E isto ocorre porque os investidores pagaram caro em suas ações quando avaliaram o desempenho da empresa baseado em seu lucro contábil inflado por acrruals e não consideraram o fluxo de caixa da empresa. Com o passar do tempo, estas empresas mostram dificuldade em manter o crescimento de lucro prometido e o otimismo com estas empresas desaparece, refletindo na baixa performance destas ações.

Os artigos acadêmicos “Do stock prices fully reflect information in accruals and cash flows about future earnings?” (Sloan, 1996), e “Do investors overvalue firms with bloated balance sheets?” (David Hirshleifer, 2004) sugerem um guia para detectar estes embelezamentos contábeis nas empresas e com isto evitar um valuation superestimado.

Baseado nos artigos acadêmicos citados no parágrafo anterior, foram implementadas algumas metodologias para detectar os excessos de accruals. No caso do Sloan a medida de Excesso total accruals (ETA), em inglês ele definiu como Scaled Total Accruals (STA), pode ser definida como:

  1. ETA= (VAC-VPC-DEP)/ATIVOS TOTAIS onde,

VAC = Variação em ativos circulantes – variação de caixa e equivalentes

VPC = Variação em passivos circulantes – variação em passivos de longo prazo – variação em impostos a pagar

DEP = Despesas de depreciação e amortização

Uma outra fórmula simples para calcular o excesso total de accruals (ETA) é:

  1. ETA= (LUCRO LÍQUIDO – FLUXO DE CAIXA DAS OPERAÇÕES)/ATIVOS TOTAIS

No artigo acadêmico “Do investors overvalue firms with bloated balance sheets?” (David Hirshleifer, 2004), o autor define a seguinte fórmula para detectar excessos de accruals, o SNOA (Scaled net operating assets):

  1. SNOA = (OPERATING ASSETS – OPERATING LIABILITIES)/TOTAL ASSETS onde,

Operating assets = Ativos totais – caixa e equivalentes

Operating liabilities = Dívida de curto prazo – Dívida de longo prazo – equivalência patrimonial – patrimônio líquido

Foram simulados portfólios long and short com ações americanas no período de 1965 a 2002, utilizando as fórmulas (2) ETA e (3) SNOA onde o portfólio comprado era em ações com baixo ETA ou baixo SNOA e o portfólio vendido em ações com alto ETA ou alto SNOA, e o resultado foi a geração de alfa positivo consistentemente ao longo do tempo.
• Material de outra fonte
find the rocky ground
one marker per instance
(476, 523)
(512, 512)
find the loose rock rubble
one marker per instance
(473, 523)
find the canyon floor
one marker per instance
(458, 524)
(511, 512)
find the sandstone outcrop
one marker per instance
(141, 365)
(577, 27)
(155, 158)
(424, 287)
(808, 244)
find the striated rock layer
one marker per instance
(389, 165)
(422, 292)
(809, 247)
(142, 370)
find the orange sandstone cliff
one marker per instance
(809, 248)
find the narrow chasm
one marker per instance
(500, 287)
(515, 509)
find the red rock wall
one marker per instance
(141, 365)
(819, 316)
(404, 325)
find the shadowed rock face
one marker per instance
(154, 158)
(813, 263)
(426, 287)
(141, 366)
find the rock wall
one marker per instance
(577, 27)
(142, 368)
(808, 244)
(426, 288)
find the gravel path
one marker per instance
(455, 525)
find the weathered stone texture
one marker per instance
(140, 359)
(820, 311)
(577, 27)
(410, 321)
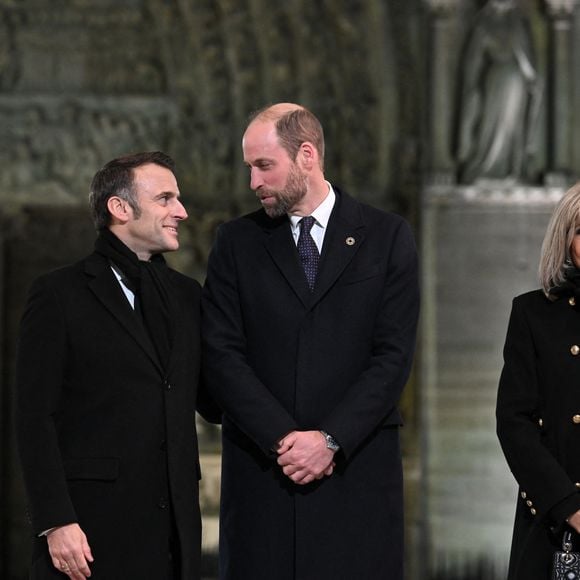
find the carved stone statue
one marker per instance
(499, 95)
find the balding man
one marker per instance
(310, 310)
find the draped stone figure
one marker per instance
(499, 96)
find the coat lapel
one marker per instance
(281, 247)
(344, 236)
(110, 294)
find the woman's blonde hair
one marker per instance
(555, 256)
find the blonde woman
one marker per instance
(538, 406)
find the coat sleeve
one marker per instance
(545, 482)
(40, 368)
(227, 374)
(372, 399)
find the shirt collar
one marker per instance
(321, 214)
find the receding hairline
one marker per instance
(272, 113)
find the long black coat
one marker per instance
(538, 424)
(98, 422)
(280, 358)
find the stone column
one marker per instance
(561, 13)
(441, 83)
(4, 402)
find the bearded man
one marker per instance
(309, 318)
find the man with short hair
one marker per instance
(107, 375)
(310, 310)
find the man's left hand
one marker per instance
(304, 457)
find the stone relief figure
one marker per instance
(500, 92)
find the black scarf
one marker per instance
(149, 281)
(570, 286)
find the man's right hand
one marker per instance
(70, 551)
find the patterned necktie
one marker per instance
(308, 251)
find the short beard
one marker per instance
(286, 199)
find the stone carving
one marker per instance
(51, 147)
(500, 95)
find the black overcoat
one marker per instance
(281, 358)
(538, 424)
(106, 437)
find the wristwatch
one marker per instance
(331, 442)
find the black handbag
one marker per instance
(566, 562)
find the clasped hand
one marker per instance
(304, 457)
(70, 551)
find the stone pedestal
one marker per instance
(480, 248)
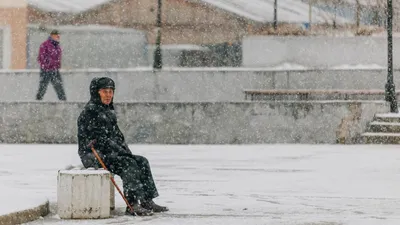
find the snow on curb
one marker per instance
(26, 215)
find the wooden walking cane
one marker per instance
(91, 145)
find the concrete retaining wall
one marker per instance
(318, 51)
(179, 84)
(198, 123)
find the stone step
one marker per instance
(387, 117)
(385, 127)
(381, 138)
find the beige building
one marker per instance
(13, 23)
(184, 21)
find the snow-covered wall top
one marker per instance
(294, 11)
(197, 123)
(191, 85)
(318, 51)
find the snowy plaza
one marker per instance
(226, 184)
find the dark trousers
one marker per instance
(135, 173)
(55, 78)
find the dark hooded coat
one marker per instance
(98, 122)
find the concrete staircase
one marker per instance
(384, 129)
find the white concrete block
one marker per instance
(83, 194)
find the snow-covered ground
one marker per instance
(254, 184)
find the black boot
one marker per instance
(138, 210)
(151, 205)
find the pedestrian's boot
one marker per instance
(138, 210)
(151, 205)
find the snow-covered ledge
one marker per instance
(83, 194)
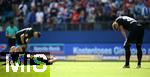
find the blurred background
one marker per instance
(75, 29)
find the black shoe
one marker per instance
(138, 66)
(126, 66)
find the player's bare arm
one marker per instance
(123, 32)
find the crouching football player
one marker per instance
(133, 32)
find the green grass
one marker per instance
(3, 72)
(98, 69)
(83, 69)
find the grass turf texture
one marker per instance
(98, 69)
(3, 72)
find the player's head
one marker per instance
(115, 26)
(13, 49)
(36, 34)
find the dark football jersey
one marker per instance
(126, 22)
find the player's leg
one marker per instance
(139, 54)
(127, 55)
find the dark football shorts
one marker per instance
(136, 35)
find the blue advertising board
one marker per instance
(90, 49)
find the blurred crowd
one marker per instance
(50, 15)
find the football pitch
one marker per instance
(98, 69)
(3, 72)
(83, 69)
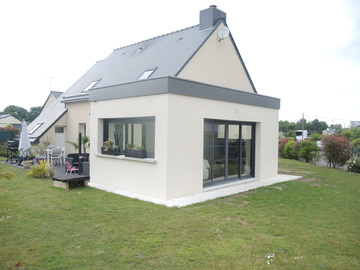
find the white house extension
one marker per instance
(187, 98)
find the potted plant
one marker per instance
(135, 151)
(27, 164)
(109, 148)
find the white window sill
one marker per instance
(122, 157)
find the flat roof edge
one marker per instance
(174, 85)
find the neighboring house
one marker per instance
(355, 124)
(186, 97)
(6, 119)
(54, 95)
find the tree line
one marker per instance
(288, 128)
(23, 114)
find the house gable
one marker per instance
(218, 63)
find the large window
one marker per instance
(138, 131)
(229, 149)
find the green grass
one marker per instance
(312, 223)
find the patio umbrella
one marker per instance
(24, 142)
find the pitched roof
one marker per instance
(167, 54)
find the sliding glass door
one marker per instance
(228, 151)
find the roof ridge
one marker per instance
(167, 34)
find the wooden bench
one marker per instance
(64, 181)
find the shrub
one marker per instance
(43, 169)
(353, 165)
(315, 137)
(288, 151)
(336, 149)
(282, 143)
(308, 151)
(3, 149)
(6, 175)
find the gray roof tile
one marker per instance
(167, 53)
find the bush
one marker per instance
(315, 137)
(3, 149)
(353, 165)
(43, 169)
(282, 143)
(289, 151)
(308, 151)
(336, 149)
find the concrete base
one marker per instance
(209, 193)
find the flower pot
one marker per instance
(112, 152)
(135, 153)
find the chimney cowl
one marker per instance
(210, 16)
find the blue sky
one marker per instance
(307, 53)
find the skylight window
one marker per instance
(147, 73)
(35, 128)
(91, 85)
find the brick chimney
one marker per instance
(210, 16)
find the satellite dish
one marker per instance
(223, 32)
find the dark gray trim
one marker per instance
(75, 98)
(179, 86)
(242, 62)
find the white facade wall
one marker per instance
(177, 169)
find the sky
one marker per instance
(306, 53)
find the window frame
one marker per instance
(129, 122)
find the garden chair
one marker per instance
(56, 155)
(70, 169)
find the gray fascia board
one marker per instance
(202, 90)
(76, 98)
(184, 87)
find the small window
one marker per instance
(35, 128)
(147, 73)
(59, 130)
(91, 85)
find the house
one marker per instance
(355, 124)
(7, 119)
(187, 98)
(54, 95)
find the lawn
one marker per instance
(312, 223)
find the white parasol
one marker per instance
(24, 142)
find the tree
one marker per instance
(336, 149)
(314, 137)
(308, 150)
(337, 127)
(18, 112)
(299, 124)
(6, 175)
(33, 113)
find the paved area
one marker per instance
(209, 193)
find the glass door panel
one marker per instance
(208, 153)
(233, 151)
(218, 165)
(246, 150)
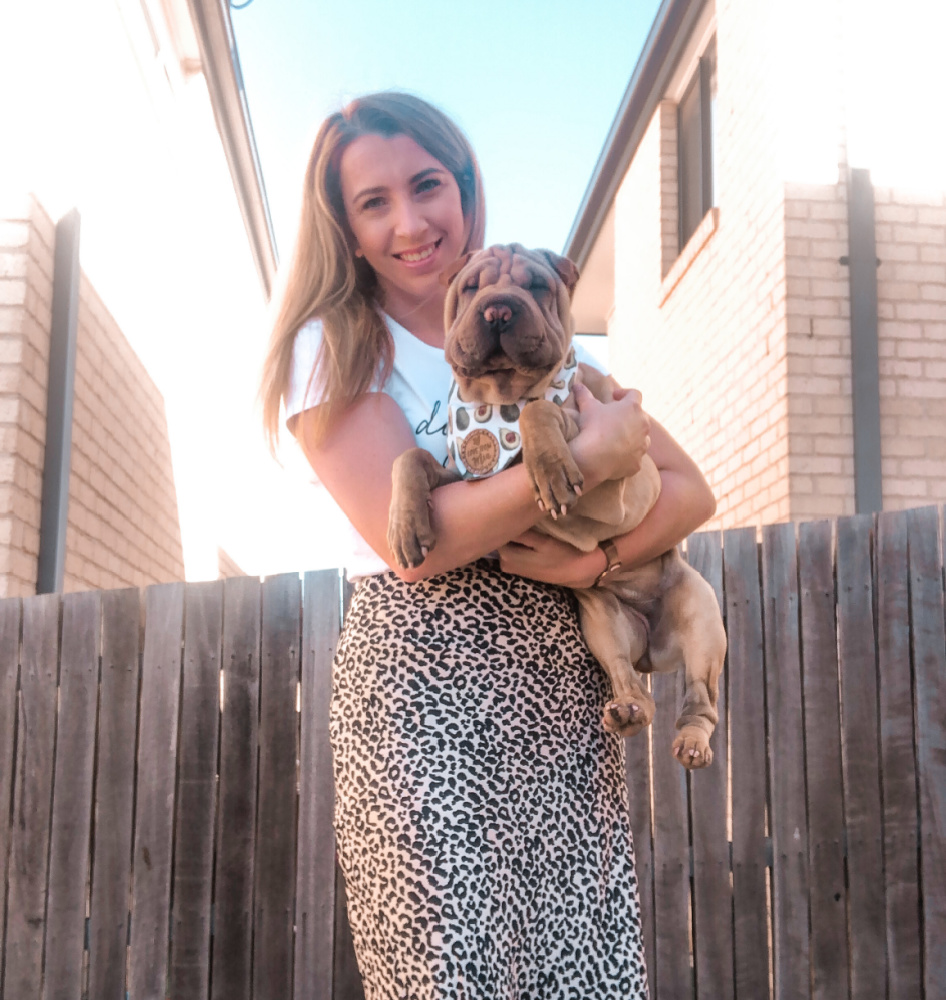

Isso comprova que o mercado financeiro precifica positivamente ao longo do tempo as empresas com balanço de qualidade e penaliza as empresas com contabilidade frouxa. O resultado deste estudo pode ser comprovado no livro Quantitative Investing, capítulo 3 (Carlisle, 2013).

No caso do ETA, este indicador mede o fluxo corrente dos accruals e enquanto no SNOA é uma medida que captura o crescimento dos accruals ao longo do tempo. E ambas as medidas são muito úteis em identificar manipulações contábeis e atuam como guardiães da ilusão.

Portanto estes indicadores assistem o investidor em detectar uma empresa aparentemente de qualidade, quando na verdade é uma vendedora de ilusão com pesadas manipulações contábeis produzidas pelo corpo executivo da empresa para superestimar o seu valor de mercado. É claro que não são as únicas ferramentas que o analista tem a disposição, mas com certeza são umas das mais relevantes.

Como este artigo procurou se concentrar em alguns aspectos quantitativos da análise, sempre é importante lembrar que os critérios qualitativos da companhia e também os critérios ESG complementam a avaliação, que deve ser feita antes de se decidir pelo investimento.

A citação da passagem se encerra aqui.